Halfway into 2012, we’ve seen quite a few milestones in the universe of technology startups. The JOBS Act was signed into law, allowing startups to crowdfund from non-traditional investors, while discussion of the Stop Online Piracy Act was postponed. Facebook acquired Instagram for $1 billion, then went on to a lukewarm (or, at least, lukewarm-ly received) IPO. And the Pebble smartwatch set a Kickstarter record by raising over $10 million.
Behind these big hits, the startup landscape is gradually evolving. Paul Singh, a partner at the 500 Startups accelerator, has been traveling around the country giving talks on angel investing, in which he identifies some of the latest trends affecting startups and their fundraising efforts. Here are some of the most notable:
It isn’t news that startup costs are falling: you can power your technology with cloud servers, take advantage of open source software, and distribute your product online. But according to Singh, growing and scaling is still expensive.
“Yes, it’s getting easier to start a startup, but it’s also getting harder to actually, really build them, to really grow them,” he says. Employees will always cost money – over $120,000/year for some non-founders in Silicon Valley – and the abundance of startups means you have to constantly compete for talent.
Because costs are lower, Singh says, building reliable technology isn’t what makes you stand out; it’s getting people to use it.
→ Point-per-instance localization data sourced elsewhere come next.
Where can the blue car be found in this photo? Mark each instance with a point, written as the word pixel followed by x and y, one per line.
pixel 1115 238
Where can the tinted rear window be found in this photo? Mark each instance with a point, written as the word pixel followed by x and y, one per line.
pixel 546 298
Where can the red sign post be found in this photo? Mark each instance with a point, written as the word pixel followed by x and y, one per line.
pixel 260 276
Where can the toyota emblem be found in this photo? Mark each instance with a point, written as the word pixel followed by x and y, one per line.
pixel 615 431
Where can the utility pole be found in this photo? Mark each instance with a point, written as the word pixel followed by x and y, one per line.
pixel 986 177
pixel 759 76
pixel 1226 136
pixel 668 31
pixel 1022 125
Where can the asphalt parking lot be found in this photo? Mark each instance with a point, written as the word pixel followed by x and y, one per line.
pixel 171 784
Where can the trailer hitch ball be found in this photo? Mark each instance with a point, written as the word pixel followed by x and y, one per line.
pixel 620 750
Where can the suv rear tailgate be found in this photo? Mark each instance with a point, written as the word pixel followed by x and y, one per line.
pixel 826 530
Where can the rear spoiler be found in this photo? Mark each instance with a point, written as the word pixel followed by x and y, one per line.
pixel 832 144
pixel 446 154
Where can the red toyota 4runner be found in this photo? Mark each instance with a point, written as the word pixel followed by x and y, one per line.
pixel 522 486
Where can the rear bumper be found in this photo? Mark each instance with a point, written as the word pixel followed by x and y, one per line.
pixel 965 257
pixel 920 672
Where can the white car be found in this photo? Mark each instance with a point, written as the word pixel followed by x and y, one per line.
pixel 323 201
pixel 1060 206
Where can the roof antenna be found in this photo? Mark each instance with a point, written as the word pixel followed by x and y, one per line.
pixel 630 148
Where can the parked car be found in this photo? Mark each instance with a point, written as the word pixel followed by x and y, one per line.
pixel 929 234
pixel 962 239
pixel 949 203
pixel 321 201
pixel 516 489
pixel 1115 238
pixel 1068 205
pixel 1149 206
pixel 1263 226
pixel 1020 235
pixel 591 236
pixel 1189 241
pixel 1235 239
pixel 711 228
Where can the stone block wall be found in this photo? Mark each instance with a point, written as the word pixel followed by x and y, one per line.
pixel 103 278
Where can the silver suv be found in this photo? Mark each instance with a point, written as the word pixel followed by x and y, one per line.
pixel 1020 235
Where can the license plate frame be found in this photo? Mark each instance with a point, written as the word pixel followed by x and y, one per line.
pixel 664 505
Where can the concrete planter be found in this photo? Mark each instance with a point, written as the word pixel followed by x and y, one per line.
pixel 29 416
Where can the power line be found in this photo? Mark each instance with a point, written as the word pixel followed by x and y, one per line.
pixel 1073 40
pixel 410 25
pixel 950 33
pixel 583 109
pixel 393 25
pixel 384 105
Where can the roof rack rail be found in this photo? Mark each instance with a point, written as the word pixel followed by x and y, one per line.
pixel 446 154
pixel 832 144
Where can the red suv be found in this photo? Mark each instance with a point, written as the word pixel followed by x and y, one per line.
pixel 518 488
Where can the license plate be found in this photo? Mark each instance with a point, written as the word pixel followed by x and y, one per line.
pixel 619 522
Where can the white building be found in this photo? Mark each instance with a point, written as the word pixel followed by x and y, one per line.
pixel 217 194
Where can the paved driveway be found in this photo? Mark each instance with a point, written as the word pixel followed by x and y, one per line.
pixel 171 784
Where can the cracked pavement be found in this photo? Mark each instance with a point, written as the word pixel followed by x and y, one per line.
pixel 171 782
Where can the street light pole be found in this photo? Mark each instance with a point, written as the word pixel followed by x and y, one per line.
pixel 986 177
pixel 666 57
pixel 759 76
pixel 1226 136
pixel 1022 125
Angel investors aren’t just looking for a genius prototype.
It’s “no longer ‘good enough’ to depend on tech differentiation,” Singh tells startups. “I personally don’t ask about patents.” In fact, he thinks trying to patent your technology early on is a bad use of capital.
For example, Instagram wasn’t the only photo sharing app out there with sleek, funky filters, but it was the one with 30 million users. To investors (or acquirers like Facebook), this shows that the team can execute and continue bringing in users, which ultimately leads to revenue. Another example: the reason that competing with Facebook sounds ludicrous is not because of its technology, but its overwhelming traction.
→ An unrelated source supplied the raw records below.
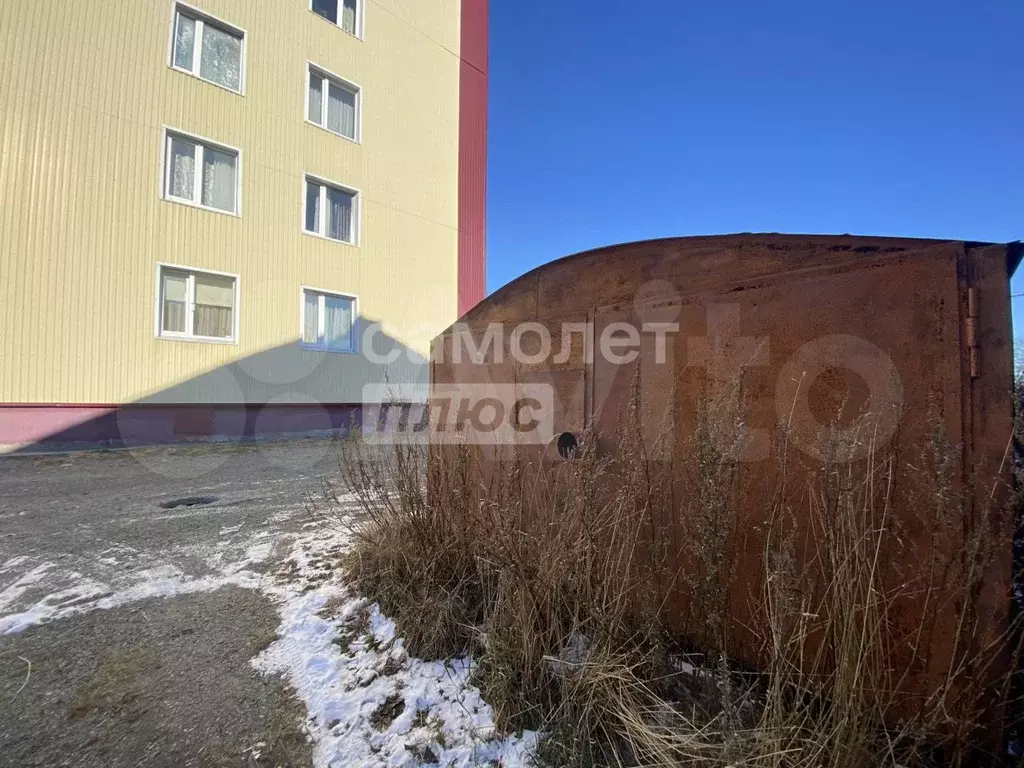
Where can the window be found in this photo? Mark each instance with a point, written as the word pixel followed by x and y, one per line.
pixel 208 49
pixel 349 10
pixel 333 103
pixel 201 173
pixel 331 211
pixel 328 321
pixel 197 305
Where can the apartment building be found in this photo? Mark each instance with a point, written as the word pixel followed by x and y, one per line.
pixel 222 218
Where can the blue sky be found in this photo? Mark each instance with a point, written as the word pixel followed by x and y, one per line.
pixel 615 121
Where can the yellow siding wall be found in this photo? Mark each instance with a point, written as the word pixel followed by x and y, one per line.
pixel 85 92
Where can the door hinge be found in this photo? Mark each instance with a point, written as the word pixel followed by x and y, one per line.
pixel 971 332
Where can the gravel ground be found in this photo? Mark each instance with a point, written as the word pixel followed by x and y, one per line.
pixel 151 681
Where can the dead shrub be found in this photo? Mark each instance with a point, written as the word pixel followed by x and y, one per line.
pixel 565 584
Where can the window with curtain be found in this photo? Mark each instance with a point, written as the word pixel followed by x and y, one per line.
pixel 345 13
pixel 328 321
pixel 196 304
pixel 331 211
pixel 333 103
pixel 208 49
pixel 201 173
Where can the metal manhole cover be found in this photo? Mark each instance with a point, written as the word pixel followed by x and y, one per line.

We’ve already written about the higher bar for startups seeking angel funding (which might change due to the JOBS Act). Because costs are lower and startups can bootstrap further (or use Kickstarter), angels expect more sophisticated ideas when entrepreneurs come in to pitch. And while angels may prefer to invest locally, they can still get pitches from around the country, or even around the world – so yours needs to stand out.
On the flipside, there is a higher bar for angels. As Singh explains, angels have to reach startups before they get lots of media attention; otherwise, angels are competing with other angels and VCs to make an investment. That’s why he and Dave McClure fly around the world looking for startups to invest in. (Singh jokes that, to make money, you have to be the first investor in a deal or the smartest one, and he isn’t smartest.)
To deal with competition from other investors, angels have to offer better terms, or additional assets. For example, 500 Startups has a Q&A platform for its network that lets startups ask questions and schedule office hours with over 150 mentors.
“Raising the bar all around is a good thing,” Singh says.
Looking toward the rest of 2012, Yahoo and its new CEO, Marissa Mayer, could be acquiring startups to kickstart the company. Mobile will continue to rise. JOBS Act crowdfunding could be delayed until the end of 2013 (if the SEC doesn’t move faster). And competition for talent, customers, and investment will only go up, at least for the time being.